Lake Klöntal, the View Looking West

1794 - 1797

Primary Image: TG0485: Thomas Girtin (1775–1802) and Joseph Mallord William Turner (1775–1851) after John Robert Cozens (1752–97), Lake Klöntal, the View Looking West, 1794–97, graphite and watercolour on wove paper, 24.2 × 37.3 cm, 9 ½ × 14 ⅝ in. Leeds Art Gallery (13.221/53).

Photo courtesy of Bridgeman Images, Leeds City Art Gallery (All Rights Reserved)

Description
Creator(s)
Thomas Girtin (1775-1802) and Joseph Mallord William Turner (1775-1851) after John Robert Cozens (1752-1797)
Title
  • Lake Klöntal, the View Looking West
Date
1794 - 1797
Medium and Support
Graphite and watercolour on wove paper
Dimensions
24.2 × 37.3 cm, 9 ½ × 14 ⅝ in
Inscription

'Lac de' Klonthalar / In the canton of Glaris' on the back, lower left by Thomas Girtin; '29' top right

Object Type
Collaborations; Monro School Copy
Subject Terms
Lake Scenery; Swiss View

Collection
Catalogue Number
TG0485
Description Source(s)
Viewed in February 2020

Provenance

Dr Thomas Monro (1759–1833); his posthumous sale, possibly Christie’s, 28 June 1833, lot 80 as 'A scrap-book, containing 66 sketches in Switzerland, in blue and Indian ink' by 'Turner'; bought by 'Hixon', £21 11s 6d; ... Mrs Ranshaw; Frederick Meatyard; Agnes Lupton (1874–1950) and Norman Darnton Lupton (1875–1953); bequeathed to the Gallery, 1953

About this Work

This view of Lake Klöntal displays many of the signs that mark the unique collaboration between Girtin and his contemporary Joseph Mallord William Turner (1775–1851) at the home of Dr Thomas Monro (1759–1833).

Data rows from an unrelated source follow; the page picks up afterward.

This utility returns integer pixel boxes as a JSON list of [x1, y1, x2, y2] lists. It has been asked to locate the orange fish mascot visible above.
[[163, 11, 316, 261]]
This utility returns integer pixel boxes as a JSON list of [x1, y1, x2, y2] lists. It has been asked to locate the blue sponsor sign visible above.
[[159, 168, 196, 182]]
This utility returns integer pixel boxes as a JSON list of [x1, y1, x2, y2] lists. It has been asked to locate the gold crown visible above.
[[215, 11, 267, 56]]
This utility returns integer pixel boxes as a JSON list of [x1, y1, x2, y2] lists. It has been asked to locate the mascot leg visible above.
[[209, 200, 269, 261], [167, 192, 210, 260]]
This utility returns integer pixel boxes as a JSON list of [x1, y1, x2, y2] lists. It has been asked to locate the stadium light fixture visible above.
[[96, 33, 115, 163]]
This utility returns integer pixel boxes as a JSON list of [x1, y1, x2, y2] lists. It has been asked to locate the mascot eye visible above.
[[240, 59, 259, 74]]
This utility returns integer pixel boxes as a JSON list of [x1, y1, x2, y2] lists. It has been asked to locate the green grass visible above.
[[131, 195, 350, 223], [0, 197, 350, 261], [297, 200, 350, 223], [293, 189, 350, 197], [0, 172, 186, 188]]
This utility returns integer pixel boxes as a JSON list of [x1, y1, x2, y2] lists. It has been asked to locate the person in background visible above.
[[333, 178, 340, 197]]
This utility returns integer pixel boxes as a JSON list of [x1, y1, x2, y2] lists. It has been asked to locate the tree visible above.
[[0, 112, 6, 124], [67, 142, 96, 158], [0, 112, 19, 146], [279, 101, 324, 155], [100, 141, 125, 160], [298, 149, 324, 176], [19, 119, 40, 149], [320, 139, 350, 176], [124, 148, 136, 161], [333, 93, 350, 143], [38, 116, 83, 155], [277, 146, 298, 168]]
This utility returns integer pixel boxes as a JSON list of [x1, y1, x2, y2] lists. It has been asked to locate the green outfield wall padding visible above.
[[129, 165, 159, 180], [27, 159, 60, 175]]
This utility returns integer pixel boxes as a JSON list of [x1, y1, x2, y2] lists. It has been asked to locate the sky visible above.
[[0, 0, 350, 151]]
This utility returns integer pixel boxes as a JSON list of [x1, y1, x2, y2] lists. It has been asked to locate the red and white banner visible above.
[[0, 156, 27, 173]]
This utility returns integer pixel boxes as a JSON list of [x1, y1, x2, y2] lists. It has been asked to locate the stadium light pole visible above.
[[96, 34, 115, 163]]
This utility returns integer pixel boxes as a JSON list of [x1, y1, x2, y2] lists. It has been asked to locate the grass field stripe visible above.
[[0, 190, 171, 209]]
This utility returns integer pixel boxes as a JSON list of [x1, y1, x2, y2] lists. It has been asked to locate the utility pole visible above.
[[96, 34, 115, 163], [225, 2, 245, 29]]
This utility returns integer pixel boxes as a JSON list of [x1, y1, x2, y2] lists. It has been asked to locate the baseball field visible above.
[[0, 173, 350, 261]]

Here they were employed across three winters, probably between 1794 and 1797, to make ‘finished drawings’ from the ‘Copies’ of the ‘outlines or unfinished drawings of Cozens’ and other artists, amateur and professional, either from Monro’s collection or lent for the purpose. As the two young artists later recalled, Girtin generally ‘drew in outlines and Turner washed in the effects’. ‘They went at 6 and staid till Ten’, which may account for the generally monochrome appearance of the works, and, as the diarist Joseph Farington (1747–1821) reported, Turner received ‘3s. 6d each night’, though ‘Girtin did not say what He had’ (Farington, Diary, 12 November 1798).1

Lake Klöntal

This view of the western end of the lake was copied from an untraced composition by John Robert Cozens (1752–97) that he probably executed for Richard Payne Knight (1751–1824) in 1776 (Bell and Girtin, 1935, no.42) and repeated as a small monochrome study (see figure 1). It is very unlikely that Monro had access to Cozens’ finished watercolours, and the work was presumably copied either from an on-the-spot drawing made in September 1776 or from one of the tracings the artist was in the habit of producing from his own compositions. Cozens’ sketches from 1776 have not survived, but they were probably large in scale and little more than summary outlines, which would have needed careful interpretation to create the ‘finished drawings’ that Monro required for his collection. In all, there are as many as sixty Monro School views of the Alpine scenery of France, Switzerland and northern Italy that can, with varying degrees of certainty, be associated with Cozens’ first trip to the Continent in 1776.

The exact division of labour in the Monro School watercolours is rarely straightforward, however. In this case the watercolour has always been attributed to Turner alone, and what little of the pencil drawing that is visible in a photograph is hardly of a quality to suggest with any great certainty that Girtin was also involved in its production. However, the fact that Turner’s watercolour washes predominate does not in itself mean that the work was not a collaborative effort, and a joint attribution with a question mark against Girtin’s name was initially my best suggestion for this typical Monro School quandary. However, a second viewing of the drawing and, in particular, a careful examination of the inscription on the back, which appears to be in Girtin’s hand, has suggested a different, albeit tentative conclusion. Thus, it is Girtin’s contribution that now strikes me as being the more likely, and the addition of watercolour washes, even if they are by Turner, looks rather pedestrian in comparison.

by Greg Smith

Place depicted

Footnotes

  1. 1 The full diary entry, giving crucial details of the artists’ work at Monro’s house, is transcribed in the Documents section of the Archive (1798 – Item 2).